Get the brackets here or peruse each bracket individually. Third Round voting will end Sunday with the finale set for Election Day.


Monday, October 22, 2012

The Carolinas Bracket - Round One

Note: #1 seed Andrew Jackson, born in the Carolinas, though the exact location is unknown, receives a first round bye.


#2 George Washington - 1st President: A fighter who commanded troops to victory against the world's mightiest army would usually grant an automatic #1 seed. He gets high marks for just about everythign he did, but here's where he fell short: the wealthy Washington may have been a brilliant strategist and commander, but as a hand-to-hand fighter, we have our doubts he could hack it with the top echelon.

#11 William Henry Harrison - 9th President: Among the more regrettable and weak-kneed presidents. The reasons most agree on this point are vast, but the only two you need to know are these: President Harrison invaded Canada (a country that doesn't have a word for "War") in the War of 1812 and, of course, he died a month into taking office. Weak.



#3 Woodrow Wilson - 28th President:As a candidate for President, Wilson showed cunning strength by promising peace (read: isolationism) in the election of 1916 only to enter WWI a year later. Ultimately, his push for the United States to kick ass around the world in the name of democracy earns him high marks. Would have been higher had he not earned a Nobel Peace Prize in 1919 - an award that won't inspire fear in your enemies on the battlefield.

#10 Martin Van Buren - 8th President: Points for serving under #1 seed and BAMF Andrew Jackson, but that's about it. As President, Van Buren refused to annex the most macho state of all, Texas, and struggled to contain the economic hardships that crystallized across the nation as the Panic of 1837. If you can't keep some math nerds - and their bullion - happy, we don't have high hopes for a fist fight.


#4 John Tyler - 10th President: Though historians may hold his presidency in low esteem, Tyler deserves credit for doing what Van Buren was too weak to do (annex Texas) while also forcing foreign governments to sign treaties that generally favored the U.S., including one in China that (http://en.wikipedia.org/wiki/Treaty_of_Wanghia) bitch slapped that nation across its ports. Those are good but this is best: When Van Buren died in office, Tyler essentially forced his way in, laying the ground work for the modern version of presidential succession. A fighter indeed.

#9 John Quincy Adams - 6th President: A fantastic president who helped declare an end to the War of 1812 (weak),  President Adams worked to expand American infrastructure (could be handy in a fight, but not a recipe for kicking ass and, thus, Weak) and enacted a generally favorable view of Native Americans (WEAK!).

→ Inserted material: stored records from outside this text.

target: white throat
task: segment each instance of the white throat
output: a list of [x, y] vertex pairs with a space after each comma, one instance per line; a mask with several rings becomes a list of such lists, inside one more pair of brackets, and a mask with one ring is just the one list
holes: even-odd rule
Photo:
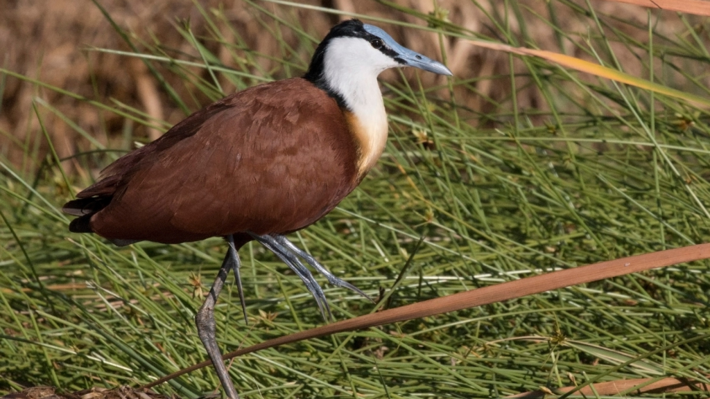
[[349, 122], [360, 143], [358, 169], [366, 173], [387, 142], [387, 114], [377, 75], [399, 66], [392, 58], [358, 38], [336, 38], [325, 51], [323, 73], [330, 89], [342, 96], [352, 112]]

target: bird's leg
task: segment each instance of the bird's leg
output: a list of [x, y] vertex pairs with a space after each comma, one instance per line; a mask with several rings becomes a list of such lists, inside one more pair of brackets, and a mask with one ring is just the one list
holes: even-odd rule
[[326, 312], [327, 312], [328, 316], [332, 317], [332, 315], [330, 312], [330, 307], [328, 306], [328, 302], [325, 299], [325, 294], [323, 293], [323, 290], [318, 285], [315, 279], [313, 278], [313, 275], [303, 266], [303, 263], [298, 260], [298, 258], [288, 248], [282, 246], [274, 237], [268, 234], [263, 236], [253, 234], [250, 234], [254, 239], [261, 243], [269, 251], [273, 252], [276, 256], [278, 256], [283, 263], [286, 263], [300, 278], [303, 283], [306, 285], [306, 288], [308, 289], [308, 291], [315, 298], [316, 304], [318, 305], [318, 309], [320, 310], [320, 313], [323, 315], [323, 318], [326, 320], [328, 319]]
[[[217, 346], [215, 337], [217, 326], [214, 322], [214, 305], [217, 303], [217, 297], [219, 296], [219, 292], [222, 291], [224, 281], [226, 280], [229, 268], [237, 267], [234, 265], [234, 258], [230, 253], [231, 248], [234, 248], [233, 243], [234, 241], [230, 243], [231, 244], [230, 250], [227, 251], [226, 255], [224, 256], [224, 261], [222, 262], [222, 267], [219, 268], [219, 273], [217, 273], [217, 278], [214, 280], [212, 289], [209, 290], [207, 298], [204, 300], [204, 303], [202, 304], [200, 310], [197, 311], [197, 314], [195, 316], [195, 322], [197, 325], [197, 335], [200, 336], [200, 340], [202, 341], [204, 349], [207, 351], [207, 354], [209, 355], [209, 359], [212, 361], [214, 369], [217, 372], [217, 377], [219, 378], [219, 382], [222, 383], [227, 397], [229, 399], [239, 399], [239, 395], [237, 395], [236, 390], [234, 389], [231, 379], [229, 378], [226, 367], [224, 366], [224, 361], [219, 353], [219, 348]], [[234, 253], [236, 253], [236, 252], [235, 250]], [[236, 259], [236, 261], [239, 262], [239, 258]]]
[[[249, 324], [246, 318], [246, 303], [244, 302], [244, 290], [241, 286], [241, 273], [239, 270], [241, 268], [241, 261], [239, 260], [239, 253], [234, 247], [234, 236], [229, 234], [226, 236], [226, 242], [229, 246], [226, 250], [226, 256], [230, 258], [231, 261], [231, 269], [234, 270], [234, 282], [236, 283], [236, 290], [239, 293], [239, 302], [241, 302], [241, 312], [244, 315], [244, 324]], [[226, 258], [224, 258], [226, 261]]]
[[302, 258], [303, 260], [305, 260], [309, 265], [313, 266], [317, 270], [318, 270], [318, 272], [320, 273], [320, 274], [324, 275], [325, 278], [328, 280], [328, 283], [330, 283], [331, 284], [335, 285], [336, 287], [344, 287], [345, 288], [351, 290], [360, 294], [361, 295], [365, 297], [366, 298], [370, 300], [374, 303], [375, 301], [373, 301], [372, 298], [368, 297], [367, 294], [362, 292], [361, 290], [353, 285], [352, 284], [348, 283], [347, 281], [345, 281], [344, 280], [335, 277], [335, 275], [334, 275], [333, 273], [330, 273], [330, 270], [325, 268], [325, 266], [324, 266], [323, 265], [321, 265], [320, 263], [318, 262], [318, 261], [317, 261], [316, 258], [314, 258], [310, 253], [308, 253], [305, 251], [303, 251], [302, 249], [294, 245], [293, 243], [288, 241], [288, 239], [287, 239], [285, 236], [274, 236], [273, 238], [277, 241], [278, 241], [278, 243], [280, 244], [283, 246], [286, 247], [291, 252], [293, 252], [296, 255], [298, 255], [299, 256]]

#5 James Monroe - 5th President: We could point to his aggression in Florida in trying and take over the Seminole Nation or his near-unanimous reelection (bad ass) as evidence of how he would succeed in hand-to-hand combat, but, really, there's only one reason we sure he'd fight hard: The Monroe Doctrine. Perhaps this U.S. policy is most responsible for our love of invading whomever we like wherever we like for nearly 200 years.

#8 John Adams - 2nd President: The short, pudgy elder Adams does not portend fear in the hearts of his opponents. What's more, historians claim his major presidential accomplishment to be a peaceful resolution of a political conflict with those across the aisle. That may be a feat in the halls of Washington, but not on the school yard, son.



#6 James Madison - 4th President: Yes he was a Founding Father and yes he was the Father of the Bill of Rights but there's also this: under his watch, a short French dude who later went by the name "Ziggy Piggy" was able to take over Europe. That said, look for some upward bracket movements here as Madison did grow the Army and Navy during the War of 1812.

#7 Thomas Jefferson - 3rd President: An intellectual who was fluent in five languages, Jefferson was also greatly interested in science, invention, architecture, religion and philosophy. If this were a brain battle, this Founding Father would be tops. Sadly for him, though, this is a battle of braun, a fight with fists (and weapons hidden under sleeves, we hope), and the amount of brute strength he likely possessed was directly inverse to the amount of smarts he featured.